Day of the Programmer : HackerRank Solution in Python

Solution in Python 3

Link:- DOFTP (github.com)

def dayOfProgrammer(year):
    if year < 1700 or year > 2700:
        return 
           
    elif year==1918:
        return '26.09.1918'
    
    elif year < 1918:
        if year%4==0:
            return '12.09.'+str(year)
                   
        else:
            return '13.09.'+str(year)
                
    elif year > 1918:
        if year%400==0 or year%4==0 and year%100!=0:
            return '12.09.'+str(year) 
    
        else:
            return '13.09.'+str(year)

Explanation

First, we will check the constraint, if the year is in the inclusive range of 1700 and 2700.

if year is less than 1700 or it is greater than 2700 then it doesn’t go along with our constraint and we return from the function.

def dayOfProgrammer(year):
    if year < 1700 or year > 2700:
        return

Next, we check if the year equals to 1918, that is the year in which Russia transitioned from the Julian calendar system to the Gregorian calendar system.

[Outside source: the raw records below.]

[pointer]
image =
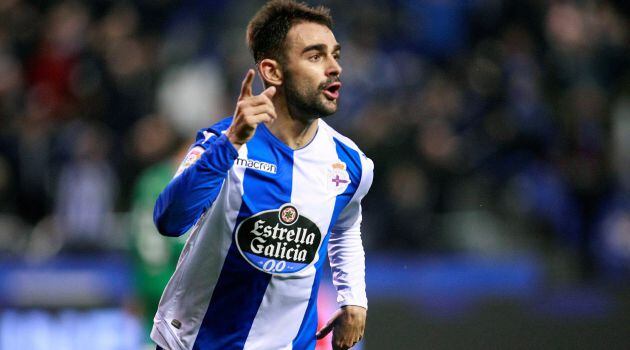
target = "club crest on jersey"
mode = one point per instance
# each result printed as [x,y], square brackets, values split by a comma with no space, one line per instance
[279,241]
[256,164]
[338,178]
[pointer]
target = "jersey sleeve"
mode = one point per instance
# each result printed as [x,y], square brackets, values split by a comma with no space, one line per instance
[197,182]
[345,247]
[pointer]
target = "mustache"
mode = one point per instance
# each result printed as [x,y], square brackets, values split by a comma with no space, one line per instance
[329,81]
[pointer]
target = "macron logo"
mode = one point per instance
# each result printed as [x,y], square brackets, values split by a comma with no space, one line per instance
[256,164]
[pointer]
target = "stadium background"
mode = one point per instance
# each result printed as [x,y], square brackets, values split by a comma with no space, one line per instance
[500,212]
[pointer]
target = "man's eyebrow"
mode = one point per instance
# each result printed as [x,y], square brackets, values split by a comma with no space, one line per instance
[316,47]
[320,48]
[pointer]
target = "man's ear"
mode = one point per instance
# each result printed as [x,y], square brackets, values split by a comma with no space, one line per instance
[270,72]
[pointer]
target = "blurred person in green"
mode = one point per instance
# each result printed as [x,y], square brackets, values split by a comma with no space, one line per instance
[157,152]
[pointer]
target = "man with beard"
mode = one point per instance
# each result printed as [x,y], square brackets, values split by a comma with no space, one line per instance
[270,192]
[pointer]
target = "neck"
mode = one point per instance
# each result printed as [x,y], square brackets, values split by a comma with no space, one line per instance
[294,131]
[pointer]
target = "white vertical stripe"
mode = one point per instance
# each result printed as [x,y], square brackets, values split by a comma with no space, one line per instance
[285,301]
[187,295]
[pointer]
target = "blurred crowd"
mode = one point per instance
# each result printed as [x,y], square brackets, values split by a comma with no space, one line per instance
[495,126]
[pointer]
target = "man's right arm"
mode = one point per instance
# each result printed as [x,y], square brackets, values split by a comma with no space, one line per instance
[195,187]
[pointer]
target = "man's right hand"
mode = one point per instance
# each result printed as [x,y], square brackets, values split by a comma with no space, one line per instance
[250,111]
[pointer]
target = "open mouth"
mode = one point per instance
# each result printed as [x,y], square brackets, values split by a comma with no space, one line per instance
[332,90]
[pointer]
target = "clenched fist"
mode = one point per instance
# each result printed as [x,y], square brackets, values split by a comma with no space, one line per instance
[347,325]
[250,111]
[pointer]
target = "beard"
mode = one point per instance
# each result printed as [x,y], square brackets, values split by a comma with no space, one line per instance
[308,102]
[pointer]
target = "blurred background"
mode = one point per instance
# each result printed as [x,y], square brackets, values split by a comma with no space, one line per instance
[500,211]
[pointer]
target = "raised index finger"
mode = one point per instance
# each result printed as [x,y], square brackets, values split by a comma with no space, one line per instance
[246,87]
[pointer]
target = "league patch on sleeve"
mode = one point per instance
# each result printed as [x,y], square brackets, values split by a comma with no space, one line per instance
[337,177]
[190,159]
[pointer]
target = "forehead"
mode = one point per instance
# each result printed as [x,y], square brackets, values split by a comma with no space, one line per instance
[305,34]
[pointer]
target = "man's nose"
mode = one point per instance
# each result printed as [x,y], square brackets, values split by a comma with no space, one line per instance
[334,68]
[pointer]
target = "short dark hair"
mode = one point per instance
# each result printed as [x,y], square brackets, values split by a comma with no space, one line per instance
[267,30]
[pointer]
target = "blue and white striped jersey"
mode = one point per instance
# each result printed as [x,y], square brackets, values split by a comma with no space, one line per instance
[264,219]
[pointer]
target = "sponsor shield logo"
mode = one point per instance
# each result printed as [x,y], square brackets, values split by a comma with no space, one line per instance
[279,241]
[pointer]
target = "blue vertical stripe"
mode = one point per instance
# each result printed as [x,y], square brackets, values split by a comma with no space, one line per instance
[241,287]
[305,338]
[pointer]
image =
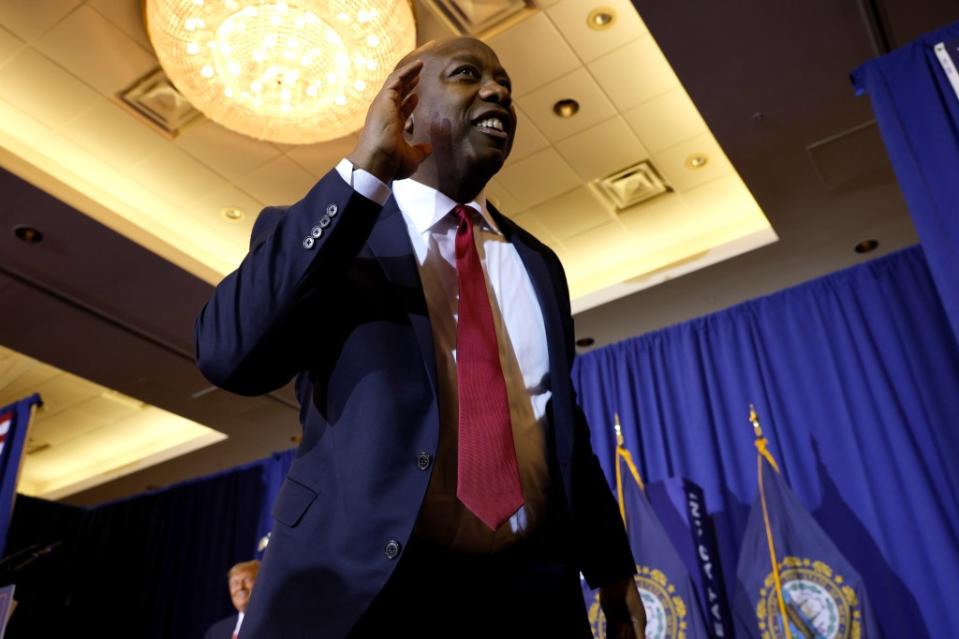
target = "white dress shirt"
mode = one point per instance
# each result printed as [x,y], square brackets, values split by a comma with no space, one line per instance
[521,335]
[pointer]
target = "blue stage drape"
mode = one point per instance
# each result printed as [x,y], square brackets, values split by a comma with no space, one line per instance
[918,114]
[856,379]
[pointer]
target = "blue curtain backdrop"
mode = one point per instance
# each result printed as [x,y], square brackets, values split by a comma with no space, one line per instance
[856,380]
[918,115]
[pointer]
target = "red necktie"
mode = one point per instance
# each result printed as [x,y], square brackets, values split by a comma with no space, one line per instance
[487,473]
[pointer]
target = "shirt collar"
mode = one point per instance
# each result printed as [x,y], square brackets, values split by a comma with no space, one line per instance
[424,206]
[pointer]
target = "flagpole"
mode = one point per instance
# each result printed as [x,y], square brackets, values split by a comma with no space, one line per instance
[619,473]
[763,453]
[622,453]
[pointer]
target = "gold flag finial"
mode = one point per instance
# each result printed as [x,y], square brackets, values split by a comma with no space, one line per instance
[754,420]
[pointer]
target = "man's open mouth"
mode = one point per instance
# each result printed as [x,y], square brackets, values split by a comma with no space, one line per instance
[492,125]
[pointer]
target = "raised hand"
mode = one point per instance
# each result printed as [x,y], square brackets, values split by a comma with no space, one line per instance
[382,150]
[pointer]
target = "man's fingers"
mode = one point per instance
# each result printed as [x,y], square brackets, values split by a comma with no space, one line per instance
[406,77]
[409,103]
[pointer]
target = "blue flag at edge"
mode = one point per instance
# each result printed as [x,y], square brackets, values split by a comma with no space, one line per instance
[672,608]
[14,421]
[822,595]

In 1918, the next day after 31st January was 14th February which means 14th February was the 32nd day in year 1918 (for Russia). Since, 1918 is a leap year (according to Gregorian calendar system), we will add 15 days of February from 14th February. 32+15 = 47. Now, we will add 31, 30, 31, 30, 31 and 31 days of March, April, May, June, July, and August respectively, which sums up to 231 days. Which means 31st August was the 231st day of 1918 in Russia. Hence, 26th of September was the 256th day of the year 1918 in Russia.

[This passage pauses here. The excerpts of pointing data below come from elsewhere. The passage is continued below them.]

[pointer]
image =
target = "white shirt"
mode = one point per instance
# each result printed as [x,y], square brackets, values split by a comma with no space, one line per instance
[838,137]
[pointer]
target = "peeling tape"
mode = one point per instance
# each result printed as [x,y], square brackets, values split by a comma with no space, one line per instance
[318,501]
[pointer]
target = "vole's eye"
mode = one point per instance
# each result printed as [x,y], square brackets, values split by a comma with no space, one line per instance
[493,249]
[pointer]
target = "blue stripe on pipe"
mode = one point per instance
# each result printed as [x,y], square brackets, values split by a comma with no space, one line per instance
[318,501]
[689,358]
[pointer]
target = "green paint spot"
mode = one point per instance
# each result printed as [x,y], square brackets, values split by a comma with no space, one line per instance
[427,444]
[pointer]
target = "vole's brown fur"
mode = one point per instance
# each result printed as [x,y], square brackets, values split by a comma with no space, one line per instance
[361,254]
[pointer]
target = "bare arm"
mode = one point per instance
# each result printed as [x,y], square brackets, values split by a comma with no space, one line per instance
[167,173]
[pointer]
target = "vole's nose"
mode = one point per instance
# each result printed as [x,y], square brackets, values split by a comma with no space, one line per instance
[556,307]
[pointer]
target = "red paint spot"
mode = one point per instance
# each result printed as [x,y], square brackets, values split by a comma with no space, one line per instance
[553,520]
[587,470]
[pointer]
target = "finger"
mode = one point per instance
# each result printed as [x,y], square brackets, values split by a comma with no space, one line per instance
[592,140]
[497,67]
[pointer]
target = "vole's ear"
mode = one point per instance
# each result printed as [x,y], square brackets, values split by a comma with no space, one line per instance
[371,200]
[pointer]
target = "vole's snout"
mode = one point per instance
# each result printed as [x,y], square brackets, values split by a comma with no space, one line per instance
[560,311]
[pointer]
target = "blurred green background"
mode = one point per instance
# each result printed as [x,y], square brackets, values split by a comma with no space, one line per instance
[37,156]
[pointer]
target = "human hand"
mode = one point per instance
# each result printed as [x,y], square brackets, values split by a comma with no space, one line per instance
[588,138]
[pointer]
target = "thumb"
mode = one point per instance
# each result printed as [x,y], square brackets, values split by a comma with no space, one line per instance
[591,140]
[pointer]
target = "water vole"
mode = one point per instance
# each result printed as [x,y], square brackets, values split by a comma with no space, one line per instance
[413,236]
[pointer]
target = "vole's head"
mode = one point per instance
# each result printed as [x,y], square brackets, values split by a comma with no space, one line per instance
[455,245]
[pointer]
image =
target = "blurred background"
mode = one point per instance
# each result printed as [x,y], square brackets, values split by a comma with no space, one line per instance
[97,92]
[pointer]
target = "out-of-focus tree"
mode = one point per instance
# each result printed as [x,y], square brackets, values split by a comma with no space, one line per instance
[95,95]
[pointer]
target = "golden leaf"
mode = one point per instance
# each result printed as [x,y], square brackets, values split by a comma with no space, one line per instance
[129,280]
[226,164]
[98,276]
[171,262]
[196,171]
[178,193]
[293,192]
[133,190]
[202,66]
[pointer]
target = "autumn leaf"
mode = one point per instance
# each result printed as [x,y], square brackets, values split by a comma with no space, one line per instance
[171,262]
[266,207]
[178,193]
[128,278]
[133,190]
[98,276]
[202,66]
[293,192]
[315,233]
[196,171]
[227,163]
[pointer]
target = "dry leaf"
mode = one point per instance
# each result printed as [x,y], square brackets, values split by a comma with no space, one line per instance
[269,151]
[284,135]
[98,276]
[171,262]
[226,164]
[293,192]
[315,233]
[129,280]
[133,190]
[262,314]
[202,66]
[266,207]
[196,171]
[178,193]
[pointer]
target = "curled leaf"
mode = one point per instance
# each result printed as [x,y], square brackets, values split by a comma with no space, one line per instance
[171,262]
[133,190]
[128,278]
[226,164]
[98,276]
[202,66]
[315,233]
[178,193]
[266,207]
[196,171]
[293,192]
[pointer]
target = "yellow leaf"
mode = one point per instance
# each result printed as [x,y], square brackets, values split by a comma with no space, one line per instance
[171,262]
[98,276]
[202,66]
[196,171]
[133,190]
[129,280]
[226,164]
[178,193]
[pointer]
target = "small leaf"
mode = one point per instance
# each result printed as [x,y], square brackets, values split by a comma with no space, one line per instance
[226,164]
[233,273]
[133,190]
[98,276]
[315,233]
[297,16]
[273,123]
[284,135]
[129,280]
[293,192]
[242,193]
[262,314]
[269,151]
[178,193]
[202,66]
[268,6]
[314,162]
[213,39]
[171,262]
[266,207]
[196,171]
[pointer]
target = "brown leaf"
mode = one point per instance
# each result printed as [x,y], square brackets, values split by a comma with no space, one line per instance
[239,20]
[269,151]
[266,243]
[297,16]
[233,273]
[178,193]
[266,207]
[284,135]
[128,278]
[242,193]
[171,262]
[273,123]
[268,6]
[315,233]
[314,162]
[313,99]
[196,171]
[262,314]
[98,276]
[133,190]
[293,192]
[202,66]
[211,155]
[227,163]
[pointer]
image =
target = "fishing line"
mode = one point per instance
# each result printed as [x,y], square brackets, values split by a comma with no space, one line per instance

Hence, if year equals to 1918 we return ‘26.09.1918' adhering to dd.mm.yyyy format asked by HackerRank.

elif year==1918:
        return '26.09.1918'

In the Julian as well as the Gregorian calendar system the 256th day falls on 12th of September on a leap year and on 13th of September on a non-leap year.

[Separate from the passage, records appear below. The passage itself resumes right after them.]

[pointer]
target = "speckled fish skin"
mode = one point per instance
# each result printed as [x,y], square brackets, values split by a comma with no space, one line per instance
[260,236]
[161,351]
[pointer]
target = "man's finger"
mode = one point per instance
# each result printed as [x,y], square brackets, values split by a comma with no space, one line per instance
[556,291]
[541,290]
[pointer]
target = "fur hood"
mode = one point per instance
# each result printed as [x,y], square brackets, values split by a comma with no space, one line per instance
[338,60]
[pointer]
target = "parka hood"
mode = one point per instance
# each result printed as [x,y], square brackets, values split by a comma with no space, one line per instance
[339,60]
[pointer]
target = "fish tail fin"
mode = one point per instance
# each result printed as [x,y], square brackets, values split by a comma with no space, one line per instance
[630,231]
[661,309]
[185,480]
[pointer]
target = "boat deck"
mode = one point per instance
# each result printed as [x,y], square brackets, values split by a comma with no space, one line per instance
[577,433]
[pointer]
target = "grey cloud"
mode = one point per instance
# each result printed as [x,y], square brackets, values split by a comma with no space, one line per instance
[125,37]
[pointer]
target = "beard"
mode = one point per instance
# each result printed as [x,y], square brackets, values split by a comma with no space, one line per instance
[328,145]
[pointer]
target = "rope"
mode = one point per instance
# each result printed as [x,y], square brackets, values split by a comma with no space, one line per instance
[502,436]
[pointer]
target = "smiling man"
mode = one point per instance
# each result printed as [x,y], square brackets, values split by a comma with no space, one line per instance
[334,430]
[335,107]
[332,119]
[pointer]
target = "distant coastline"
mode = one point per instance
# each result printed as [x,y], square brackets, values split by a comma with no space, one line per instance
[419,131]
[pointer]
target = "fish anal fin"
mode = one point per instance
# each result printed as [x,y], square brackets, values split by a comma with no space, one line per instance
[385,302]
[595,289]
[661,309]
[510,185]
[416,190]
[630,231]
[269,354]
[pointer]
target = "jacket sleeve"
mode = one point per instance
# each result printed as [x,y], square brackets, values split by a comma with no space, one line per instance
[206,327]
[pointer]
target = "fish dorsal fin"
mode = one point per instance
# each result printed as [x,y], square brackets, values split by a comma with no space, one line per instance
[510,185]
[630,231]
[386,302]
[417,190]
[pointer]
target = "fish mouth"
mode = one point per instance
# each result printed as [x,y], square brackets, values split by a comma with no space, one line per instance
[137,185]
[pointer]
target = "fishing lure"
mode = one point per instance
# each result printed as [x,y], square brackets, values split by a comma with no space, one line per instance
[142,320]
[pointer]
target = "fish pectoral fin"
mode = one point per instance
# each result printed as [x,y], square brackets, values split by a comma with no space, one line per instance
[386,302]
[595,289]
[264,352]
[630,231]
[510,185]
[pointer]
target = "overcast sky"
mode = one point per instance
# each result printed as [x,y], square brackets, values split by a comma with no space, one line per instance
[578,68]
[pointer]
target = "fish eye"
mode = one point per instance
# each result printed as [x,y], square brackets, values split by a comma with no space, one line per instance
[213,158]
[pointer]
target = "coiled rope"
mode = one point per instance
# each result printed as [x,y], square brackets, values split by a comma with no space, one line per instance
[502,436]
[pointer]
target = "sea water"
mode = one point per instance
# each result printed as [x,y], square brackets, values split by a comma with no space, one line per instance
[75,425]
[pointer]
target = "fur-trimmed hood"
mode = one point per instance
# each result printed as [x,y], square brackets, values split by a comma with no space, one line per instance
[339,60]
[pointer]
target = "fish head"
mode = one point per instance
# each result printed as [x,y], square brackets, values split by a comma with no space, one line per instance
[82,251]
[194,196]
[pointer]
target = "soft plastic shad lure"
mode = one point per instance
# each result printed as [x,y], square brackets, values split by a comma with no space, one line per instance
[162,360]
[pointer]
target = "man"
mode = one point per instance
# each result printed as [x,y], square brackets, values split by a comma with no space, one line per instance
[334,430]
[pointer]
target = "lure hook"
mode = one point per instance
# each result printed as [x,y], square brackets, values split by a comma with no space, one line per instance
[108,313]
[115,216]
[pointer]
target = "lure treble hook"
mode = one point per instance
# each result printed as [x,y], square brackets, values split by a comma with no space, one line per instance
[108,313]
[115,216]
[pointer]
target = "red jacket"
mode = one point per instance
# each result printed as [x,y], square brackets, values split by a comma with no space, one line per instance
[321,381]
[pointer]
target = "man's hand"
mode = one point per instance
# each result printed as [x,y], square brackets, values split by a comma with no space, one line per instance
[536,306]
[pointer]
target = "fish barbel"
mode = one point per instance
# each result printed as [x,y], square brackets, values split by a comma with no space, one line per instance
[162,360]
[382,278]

Now, we check whether the year is less than 1918. If the year is less than 1918 then Russia follows the Julian calendar system. We use an if block to check that.

if year < 1918:

In the Julian calendar system, if the year is divisible by 4 then it’s a leap year else it’s a non-leap year.

In the above if block we check if the year is divisible by 4 then it’s a leap year and we return ‘12.09.’+str(year). else, we return ‘13.09.’+str(year).

elif year < 1918:
        if year%4==0:
            return '12.09.'+str(year)
                   
        else:
            return '13.09.'+str(year)

Now, we check whether the year is greater than 1918. If the year is greater than 1918 then Russia follows the Gregorian calendar system. We use an if block to check that.

if year>1918:

In the Gregorian calendar system, the year is a leap year if it is:-

• Divisible by 400.
• Divisible by 4 and not divisible by 100.

elif year > 1918:
        if year%400==0 or year%4==0 and year%100!=0:
            return '12.09.'+str(year)     
        else:
            return '13.09.'+str(year)

In the above if block we check if year is divisible by 400 or divisible 4 but not divisible by 100. If it is then it’s a leap year and we return ‘12.09.’+str(year). else it’s a non-leap year and hence we return ‘13.09.’+str(year).